Erano circa le cinque di pomeriggio. La biblioteca era silenziosa e ben illuminata, una decina di persone era seduta sui banchi della stanza leggendo, immerso nelle parole, mentre Anta era in piedi e stava curiosando tra gli scaffali in cerca di qualcosa da leggere.

- Domenica sarà la nostra giornata libera. Hai dei progetti? - chiese Amyas. Anta girò lo sguardo su Amyas, colta alla sprovvista dalla domanda.

- No, niente di particolare. Pensavo di stare in appartamento a leggere un po'. - Anta prese da uno scaffale un libro e sfogliò le prime pagine.

- Non puoi! È da più di un mese che siamo segregati in questa scuola! Hai bisogno di uscire!

- Non saprei... - Anta chiuse il libro e lo strinse al petto. - Insomma, tutti i pullman che partono da qui non vanno in questi “gran posti”...

- Beh, non ti posso promettere una Domenica alle Hawaii, ma vorrei che ti unissi a me, questa domenica.

- E se non riesco a tenere la bocca chiusa e vado a spifferare ai quattro venti dell'accademia? Se mi sfuggisse anche solo per un momento una parola, la scuola lo saprebbe... ci obbliga ad indossare quegli stupidi microfoni! Non voglio essere espulsa...

- Vedrai che non succederà.
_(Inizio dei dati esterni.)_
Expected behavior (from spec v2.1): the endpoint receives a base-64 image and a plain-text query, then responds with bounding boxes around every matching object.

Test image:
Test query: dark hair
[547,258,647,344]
Ti aiuterò io a tenere la bocca chiusa, non ti farò pensare neanche per un attimo all'accademia! - Amyas sorrise.

Anta ci rifletté un attimo. In effetti, come idea non le sembrava male. - E, sentiamo, dove vorresti andare?

- Che ne pensi del luna-park?

Anta ci pensò su. - Non mi sono mai piaciute le folle... ma potremmo giungere ad un compromesso. - Anta sorrise. - Ultimamente non riesco proprio a farne a meno! Sono deliziose! E ti danno quell'energia che... non so. È una sensazione fantastica!
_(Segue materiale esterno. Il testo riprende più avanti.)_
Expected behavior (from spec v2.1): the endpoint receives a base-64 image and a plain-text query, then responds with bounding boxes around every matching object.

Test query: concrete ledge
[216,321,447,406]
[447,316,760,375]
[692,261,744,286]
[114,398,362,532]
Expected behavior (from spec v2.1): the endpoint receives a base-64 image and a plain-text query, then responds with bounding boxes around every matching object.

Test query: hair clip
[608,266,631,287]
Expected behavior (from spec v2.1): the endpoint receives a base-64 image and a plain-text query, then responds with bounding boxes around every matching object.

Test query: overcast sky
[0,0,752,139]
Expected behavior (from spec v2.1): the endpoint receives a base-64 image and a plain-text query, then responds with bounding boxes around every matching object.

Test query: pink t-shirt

Amyas tirò fuori dalla tasca un contenitore e lo porse ad Anta. Lei lo aprì e afferrò il contenuto. Una Fry.

- Ok, facciamo così. - cominciò Amyas. - Io ti lascio mangiare quella Fry se accetti di venire con me al luna-park, Domenica.

Anta accettò subito. In fondo, era come una doppia vincita. - Spero ne varrà la pena. Però, le giostre su cui saliremo le scelgo io!

- Sei proprio una bimba capricciosa tu!

- Non è vero... - borbottò Anta, ma sorridente.

- Si che lo è. - Amyas le fece una linguaccia.

- No.

- Si.

- No!

- Si!

- E piantala!

- Vedi? Sei troppo suscettibile per i miei gusti.

- Stai dicendo... che non ti sto simpatica? Che... non ti piaccio?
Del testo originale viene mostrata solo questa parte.